Metadata-Version: 2.4
Name: litert-lm-builder
Version: 0.12.0
Summary: Python tools for building and inspecting LiteRT-LM file formats.
Project-URL: Homepage, https://ai.google.dev/edge/litert-lm
Project-URL: Repository, https://github.com/google-ai-edge/LiteRT-LM
Keywords: On-Device ML,AI,Google,TFLite,LiteRT,PyTorch,LLM,GenAI,AI Edge,LiteRT-LM
Requires-Python: >=3.10
Description-Content-Type: text/markdown
Requires-Dist: protobuf
Requires-Dist: flatbuffers
Requires-Dist: absl-py
Requires-Dist: tomli

# LiteRT-LM Builder

Python tools for building, inspecting, and unpacking LiteRT-LM (`.litertlm`) container files.

## Usage

The package provides two main Command Line Interfaces (CLIs): `litert-lm-builder` and `litert-lm-peek`.

---

### 🛠️ Build a LiteRT-LM File (`litert-lm-builder`)

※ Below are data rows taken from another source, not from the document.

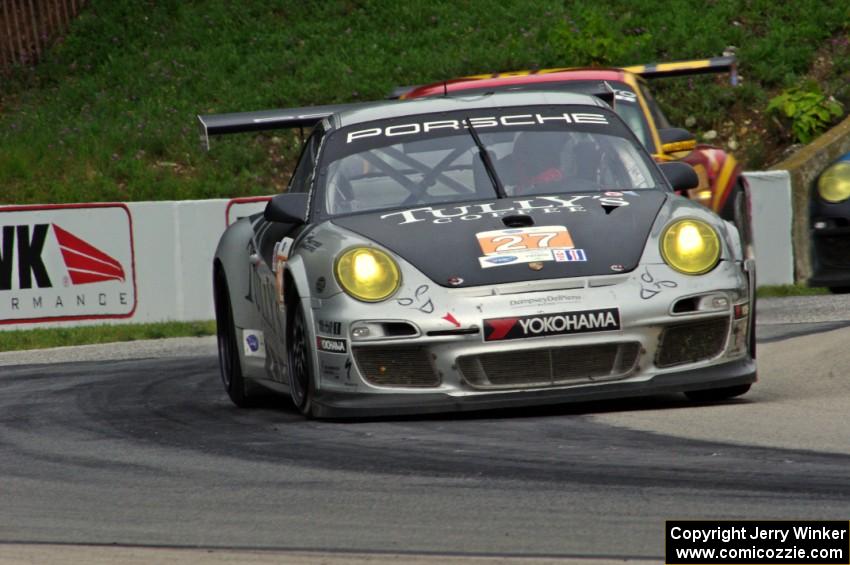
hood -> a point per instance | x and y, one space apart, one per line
499 241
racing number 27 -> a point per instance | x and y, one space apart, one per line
543 237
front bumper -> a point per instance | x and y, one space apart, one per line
448 364
341 405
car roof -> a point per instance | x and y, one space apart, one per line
418 106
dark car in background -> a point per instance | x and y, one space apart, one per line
830 227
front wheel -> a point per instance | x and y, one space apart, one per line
716 394
228 352
301 382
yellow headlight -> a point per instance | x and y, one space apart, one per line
834 182
690 246
367 274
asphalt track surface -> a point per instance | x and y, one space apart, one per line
140 460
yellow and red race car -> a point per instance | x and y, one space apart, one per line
722 188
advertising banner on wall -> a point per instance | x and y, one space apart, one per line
66 262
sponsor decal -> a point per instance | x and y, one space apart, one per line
66 262
531 256
420 300
541 325
625 95
310 243
331 345
413 128
451 319
281 256
497 260
650 287
329 327
254 343
348 369
332 370
566 255
538 301
472 212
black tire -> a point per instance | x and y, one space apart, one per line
234 382
715 394
302 385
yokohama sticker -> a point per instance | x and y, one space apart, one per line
66 262
331 345
562 323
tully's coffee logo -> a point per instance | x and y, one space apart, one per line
331 345
66 262
540 325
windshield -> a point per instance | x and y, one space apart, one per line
423 160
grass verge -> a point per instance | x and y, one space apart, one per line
17 340
779 290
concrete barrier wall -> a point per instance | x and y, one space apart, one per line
146 262
89 264
770 201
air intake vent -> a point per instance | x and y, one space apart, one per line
400 366
692 342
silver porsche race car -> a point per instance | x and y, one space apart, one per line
478 252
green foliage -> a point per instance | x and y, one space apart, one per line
110 112
809 111
594 38
16 340
781 290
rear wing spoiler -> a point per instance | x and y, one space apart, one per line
264 120
601 90
724 64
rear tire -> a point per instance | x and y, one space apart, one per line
715 394
228 347
302 385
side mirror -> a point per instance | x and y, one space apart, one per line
287 208
681 176
676 139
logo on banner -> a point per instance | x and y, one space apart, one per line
65 262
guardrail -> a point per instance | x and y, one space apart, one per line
29 27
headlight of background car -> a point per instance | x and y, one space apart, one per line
690 246
834 182
367 274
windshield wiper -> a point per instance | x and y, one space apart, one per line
488 163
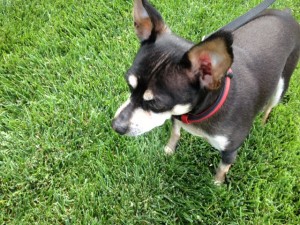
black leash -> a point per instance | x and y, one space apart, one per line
240 21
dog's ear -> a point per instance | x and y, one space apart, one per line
148 22
210 59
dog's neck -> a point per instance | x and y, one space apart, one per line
206 99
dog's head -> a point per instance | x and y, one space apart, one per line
169 75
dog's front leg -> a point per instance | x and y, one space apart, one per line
227 159
174 138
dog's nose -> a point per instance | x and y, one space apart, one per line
120 128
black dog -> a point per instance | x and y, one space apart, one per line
173 78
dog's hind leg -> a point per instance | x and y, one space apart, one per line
174 138
283 83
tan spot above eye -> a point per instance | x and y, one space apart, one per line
148 95
133 81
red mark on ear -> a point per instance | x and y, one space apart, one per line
205 65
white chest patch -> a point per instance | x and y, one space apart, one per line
219 142
143 121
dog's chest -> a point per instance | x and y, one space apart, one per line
219 142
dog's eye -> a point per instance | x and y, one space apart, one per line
154 105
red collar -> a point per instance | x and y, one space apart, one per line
213 109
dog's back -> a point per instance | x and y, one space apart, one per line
272 35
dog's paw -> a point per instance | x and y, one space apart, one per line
169 151
218 182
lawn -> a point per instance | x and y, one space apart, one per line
61 80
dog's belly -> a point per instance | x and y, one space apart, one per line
219 142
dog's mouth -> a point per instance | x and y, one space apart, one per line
139 122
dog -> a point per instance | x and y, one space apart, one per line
213 89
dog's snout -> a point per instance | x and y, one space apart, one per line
119 127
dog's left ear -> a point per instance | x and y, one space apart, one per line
148 22
211 59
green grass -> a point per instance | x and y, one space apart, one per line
61 80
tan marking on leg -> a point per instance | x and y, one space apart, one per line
221 173
174 138
266 116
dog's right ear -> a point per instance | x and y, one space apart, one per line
148 22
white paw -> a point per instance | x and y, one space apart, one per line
169 151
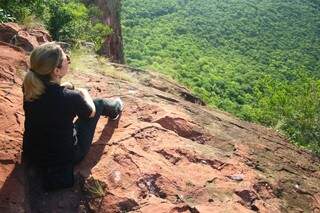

Use `litert-lm-builder` to package various components into a single `.litertlm` file. There are two ways to use this tool:

#### Method 1: Build using a TOML Configuration
Specify all the components and metadata in a TOML file, then run:
```bash
litert-lm-builder toml --path config.toml output --path model.litertlm
```

**Example TOML File (`config.toml`):**
```toml
[system_metadata]
entries = [
  { key = "author", value_type = "String", value = "Authors" }
]

[[section]]
section_type = "LlmMetadata"
data_path = "path/to/llm_metadata.pb"

[[section]]
section_type = "SP_Tokenizer"
data_path = "path/to/sp.model"

[[section]]
section_type = "TFLiteModel"
model_type = "PREFILL_DECODE"
data_path = "path/to/model.tflite"
additional_metadata = [
  { key = "model_version", value_type = "String", value = "1.0.1" }
]
```

#### Method 2: Build via Command Line Arguments
You can construct the file by chaining subcommands in the terminal. The order of the subcommands determines the order of the sections in the generated file.

```bash
litert-lm-builder \
  system_metadata --str author "Authors" \
  llm_metadata --path path/to/llm_metadata.pb \
  sp_tokenizer --path path/to/sp.model \
  tflite_model --path path/to/model.tflite --model_type prefill_decode --str_metadata model_version "1.0.1" \
  output --path model.litertlm
```

#### Subcommands and Options Reference:

*   **`output`** (Required): Specifies the output file path.
    *   `--path PATH`: Path to save the built `.litertlm` file.
*   **`toml`**: Load configuration from a TOML file.
    *   `--path PATH`: Path to the `.toml` file.
*   **`system_metadata`**: Add global system metadata.
    *   `--str KEY VALUE`: Add a string key-value pair (can be specified multiple times).
    *   `--int KEY VALUE`: Add an integer key-value pair (can be specified multiple times).
*   **`llm_metadata`**: Add LLM-specific configuration.
    *   `--path PATH`: Path to the LLM metadata (text or binary proto).
*   **`tflite_model`**: Add a TFLite model.
    *   `--path PATH`: Path to the `.tflite` file.
    *   `--model_type TYPE`: e.g., `embedder`, `prefill_decode`.
    *   `--backend_constraint BACKEND`: (Optional) Backend constraint (e.g., `gpu`, `cpu`, `npu`).
    *   `--prefer_activation_type TYPE`: (Optional) Preferred activation type (`fp16`, `fp32`, `fp32_fp16`).
    *   `--str_metadata KEY VALUE`: (Optional) String metadata for this model section.
*   **`sp_tokenizer`**: Add a SentencePiece tokenizer.
    *   `--path PATH`: Path to the `.model` file.
    *   `--str_metadata KEY VALUE`: (Optional) String metadata.
*   **`hf_tokenizer`**: Add a Hugging Face tokenizer.
    *   `--path PATH`: Path to the `tokenizer.json` file.
    *   `--str_metadata KEY VALUE`: (Optional) String metadata.

---

### 🔍 Inspect and Unpack a LiteRT-LM File (`litert-lm-peek`)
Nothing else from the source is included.